The change in strategy also has fixed the Boots' long-term pension contribution - around L50 million per annum in real terms - and significantly reduced investment management costs to L250,000 from about L10 million, as the bonds are held with no trading and automatic reinvestment of net income.
This move has created an earthquake in the U.K. pension fund and investment world and has received huge press coverage (including Pensions & Investments, Nov. 12). Despite some of the comment, the move was not driven by the requirements of the controversial new U.K. accounting standard, FRS 17, which values pension assets and liabilities on a market basis. However, FRS 17 does allow shareholders, creditors and scheme members to see clearly what we have done and to see the risks in equity investment. The FRS 17 surplus was L300 million pre-tax as of Sept. 30. Had we not moved out of equities, the position would have been L350 million worse, giving the Boots scheme a deficit of L50 million.
Equally, the move was not driven by the maturity of the Boots scheme. About half of the scheme members are current employees, so the scheme is not very mature. Many U.K. and U.S. schemes are much more mature.
Although we were lucky to sell equities into a falling equity market and buy bonds in a rising market, we were not trying to outguess the market. The move is strategic, not tactical.
This move by Boots turns pension fund conventional wisdom on its head, both in the United Kingdom and the United States, where final-salary pensions are very similar to those in the U.K. For a generation, the "cult of the equity" appears to have served U.K. and U.S. pension funds well, with an apparently reliable long-term outperformance from world equity markets over the last 20 years (conveniently forgetting Japan). This outperformance of equities over bonds, or equity risk premium, is something that U.K. and U.S. companies seem to have been able to capture through their pension funds.

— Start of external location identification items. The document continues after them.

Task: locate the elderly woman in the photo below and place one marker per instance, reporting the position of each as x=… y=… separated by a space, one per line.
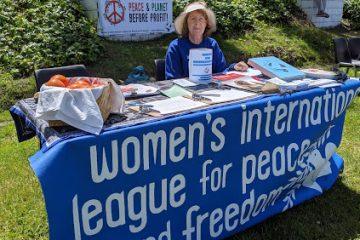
x=194 y=26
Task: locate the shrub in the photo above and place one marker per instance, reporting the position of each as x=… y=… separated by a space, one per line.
x=12 y=90
x=43 y=33
x=352 y=13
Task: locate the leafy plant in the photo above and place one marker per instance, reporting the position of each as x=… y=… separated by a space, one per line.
x=12 y=90
x=43 y=33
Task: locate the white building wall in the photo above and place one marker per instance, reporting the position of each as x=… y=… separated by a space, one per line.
x=333 y=7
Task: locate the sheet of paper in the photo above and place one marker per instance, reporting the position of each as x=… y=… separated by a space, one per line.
x=176 y=91
x=320 y=82
x=175 y=104
x=251 y=72
x=183 y=82
x=227 y=95
x=200 y=65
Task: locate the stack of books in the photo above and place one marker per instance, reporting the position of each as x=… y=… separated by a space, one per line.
x=274 y=67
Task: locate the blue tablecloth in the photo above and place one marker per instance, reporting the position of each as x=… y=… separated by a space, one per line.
x=203 y=175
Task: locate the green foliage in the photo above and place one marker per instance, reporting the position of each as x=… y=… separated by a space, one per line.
x=352 y=12
x=235 y=17
x=279 y=11
x=12 y=90
x=43 y=33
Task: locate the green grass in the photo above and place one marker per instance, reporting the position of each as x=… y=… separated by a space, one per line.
x=334 y=215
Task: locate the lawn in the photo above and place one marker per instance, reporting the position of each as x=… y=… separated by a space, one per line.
x=334 y=215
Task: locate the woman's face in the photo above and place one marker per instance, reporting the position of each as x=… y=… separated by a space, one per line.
x=196 y=23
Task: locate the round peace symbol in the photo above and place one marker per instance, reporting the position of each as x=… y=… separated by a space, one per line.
x=114 y=11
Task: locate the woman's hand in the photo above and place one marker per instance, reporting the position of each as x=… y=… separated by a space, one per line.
x=241 y=66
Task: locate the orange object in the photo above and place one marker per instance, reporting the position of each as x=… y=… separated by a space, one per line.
x=79 y=85
x=61 y=78
x=55 y=83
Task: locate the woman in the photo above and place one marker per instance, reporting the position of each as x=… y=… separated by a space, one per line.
x=194 y=26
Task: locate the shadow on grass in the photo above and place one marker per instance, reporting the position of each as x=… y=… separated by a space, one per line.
x=333 y=215
x=320 y=41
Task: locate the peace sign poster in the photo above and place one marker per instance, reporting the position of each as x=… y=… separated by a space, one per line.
x=126 y=17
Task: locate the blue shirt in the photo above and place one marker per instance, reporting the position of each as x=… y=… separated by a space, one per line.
x=177 y=57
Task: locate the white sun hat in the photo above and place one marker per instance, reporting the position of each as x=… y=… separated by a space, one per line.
x=211 y=24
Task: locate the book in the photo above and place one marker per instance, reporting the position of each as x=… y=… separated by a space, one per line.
x=275 y=67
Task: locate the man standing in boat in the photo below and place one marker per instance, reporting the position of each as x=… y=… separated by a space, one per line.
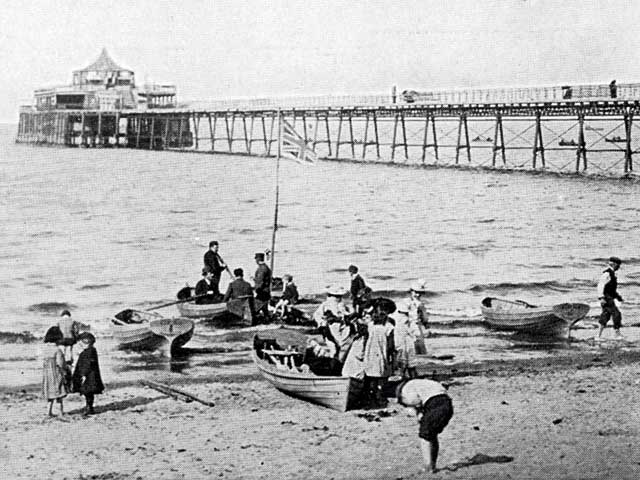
x=204 y=289
x=216 y=265
x=360 y=293
x=241 y=291
x=262 y=285
x=608 y=294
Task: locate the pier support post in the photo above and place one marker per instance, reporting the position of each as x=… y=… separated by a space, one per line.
x=338 y=140
x=628 y=152
x=581 y=151
x=99 y=133
x=247 y=140
x=462 y=124
x=196 y=128
x=429 y=119
x=152 y=136
x=538 y=145
x=498 y=133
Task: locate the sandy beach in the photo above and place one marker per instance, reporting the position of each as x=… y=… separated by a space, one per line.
x=575 y=418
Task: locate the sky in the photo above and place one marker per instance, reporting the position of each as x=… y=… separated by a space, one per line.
x=213 y=49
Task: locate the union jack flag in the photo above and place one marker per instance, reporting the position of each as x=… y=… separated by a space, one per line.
x=294 y=146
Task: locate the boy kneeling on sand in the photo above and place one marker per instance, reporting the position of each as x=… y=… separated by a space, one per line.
x=434 y=410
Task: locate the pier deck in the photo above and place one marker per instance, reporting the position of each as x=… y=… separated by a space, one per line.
x=586 y=136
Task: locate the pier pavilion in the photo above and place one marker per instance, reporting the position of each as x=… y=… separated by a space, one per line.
x=585 y=129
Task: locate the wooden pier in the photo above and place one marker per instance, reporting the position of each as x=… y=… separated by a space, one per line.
x=594 y=136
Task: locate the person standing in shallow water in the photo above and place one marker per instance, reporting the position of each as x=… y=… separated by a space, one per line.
x=86 y=377
x=54 y=370
x=608 y=294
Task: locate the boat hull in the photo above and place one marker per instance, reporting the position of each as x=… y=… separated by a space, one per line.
x=337 y=393
x=176 y=331
x=151 y=332
x=512 y=317
x=212 y=310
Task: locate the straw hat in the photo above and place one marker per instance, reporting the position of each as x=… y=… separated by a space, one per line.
x=402 y=307
x=336 y=290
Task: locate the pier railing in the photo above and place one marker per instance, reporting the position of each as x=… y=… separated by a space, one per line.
x=629 y=91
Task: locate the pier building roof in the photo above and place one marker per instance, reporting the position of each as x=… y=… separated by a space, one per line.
x=104 y=63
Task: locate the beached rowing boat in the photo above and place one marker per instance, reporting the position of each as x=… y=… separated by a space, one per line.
x=208 y=310
x=277 y=367
x=523 y=317
x=140 y=330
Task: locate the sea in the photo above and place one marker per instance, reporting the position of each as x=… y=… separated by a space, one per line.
x=97 y=231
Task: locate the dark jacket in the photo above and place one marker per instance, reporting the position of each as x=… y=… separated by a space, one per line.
x=89 y=368
x=357 y=284
x=239 y=288
x=611 y=288
x=203 y=288
x=291 y=294
x=263 y=282
x=214 y=262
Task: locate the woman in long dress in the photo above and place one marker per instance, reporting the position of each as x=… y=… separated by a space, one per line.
x=405 y=335
x=377 y=365
x=54 y=370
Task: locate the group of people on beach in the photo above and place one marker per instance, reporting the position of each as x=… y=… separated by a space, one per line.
x=59 y=377
x=370 y=338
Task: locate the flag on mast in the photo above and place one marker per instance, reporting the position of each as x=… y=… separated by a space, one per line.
x=295 y=147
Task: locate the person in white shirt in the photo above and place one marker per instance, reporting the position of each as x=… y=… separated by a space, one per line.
x=607 y=294
x=433 y=408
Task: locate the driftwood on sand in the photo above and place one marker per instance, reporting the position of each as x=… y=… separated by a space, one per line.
x=176 y=393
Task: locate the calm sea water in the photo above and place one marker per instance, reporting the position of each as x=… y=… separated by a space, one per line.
x=100 y=230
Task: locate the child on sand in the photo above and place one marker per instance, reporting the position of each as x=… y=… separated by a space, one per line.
x=433 y=408
x=54 y=370
x=86 y=377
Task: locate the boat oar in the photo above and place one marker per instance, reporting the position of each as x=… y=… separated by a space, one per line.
x=184 y=300
x=570 y=313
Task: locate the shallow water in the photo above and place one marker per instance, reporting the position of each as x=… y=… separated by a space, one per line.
x=100 y=230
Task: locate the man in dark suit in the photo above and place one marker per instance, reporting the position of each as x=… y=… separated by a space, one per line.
x=214 y=262
x=359 y=291
x=262 y=285
x=205 y=289
x=241 y=291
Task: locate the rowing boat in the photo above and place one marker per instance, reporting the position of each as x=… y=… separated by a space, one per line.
x=279 y=369
x=523 y=317
x=140 y=330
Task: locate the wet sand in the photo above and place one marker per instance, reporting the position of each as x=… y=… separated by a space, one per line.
x=576 y=417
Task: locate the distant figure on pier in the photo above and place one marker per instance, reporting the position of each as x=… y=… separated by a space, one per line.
x=608 y=294
x=205 y=289
x=214 y=262
x=262 y=285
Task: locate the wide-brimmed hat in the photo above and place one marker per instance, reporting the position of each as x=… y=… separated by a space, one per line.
x=336 y=290
x=87 y=337
x=402 y=307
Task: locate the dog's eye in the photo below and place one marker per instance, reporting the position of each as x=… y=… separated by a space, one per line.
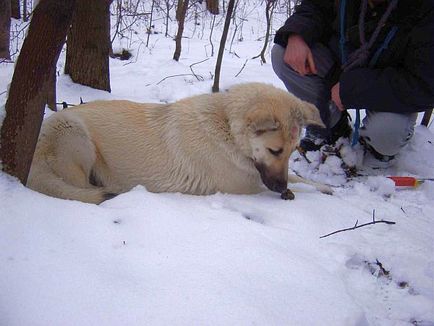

Conventional wisdom that equities outperform bonds, and that this outperformance reduces pension costs, crucially ignores risk. The equity risk premium is a reward for risk, not a "free lunch." Pension fund risk has been opaque to shareholders, creditors and scheme members because of poor accounting and disclosure requirements. Pension scheme risk will become more apparent in the U.K. over the next three years as FRS 17 is adopted; and shareholders, creditors and pension scheme members will expect it to be properly managed.
Although the U.S. has no equivalent to FRS 17, in a world of international capital markets, one should ask if the same level of scrutiny will be applied to U.S. pensions. If so, U.S. companies, trustees and fund managers should sit up and take notice now.
John Ralfe is head of corporate finance at The Boots Co. PLC, Nottingham, England, and is a member of The Boots Pension Trustee Investment Committee.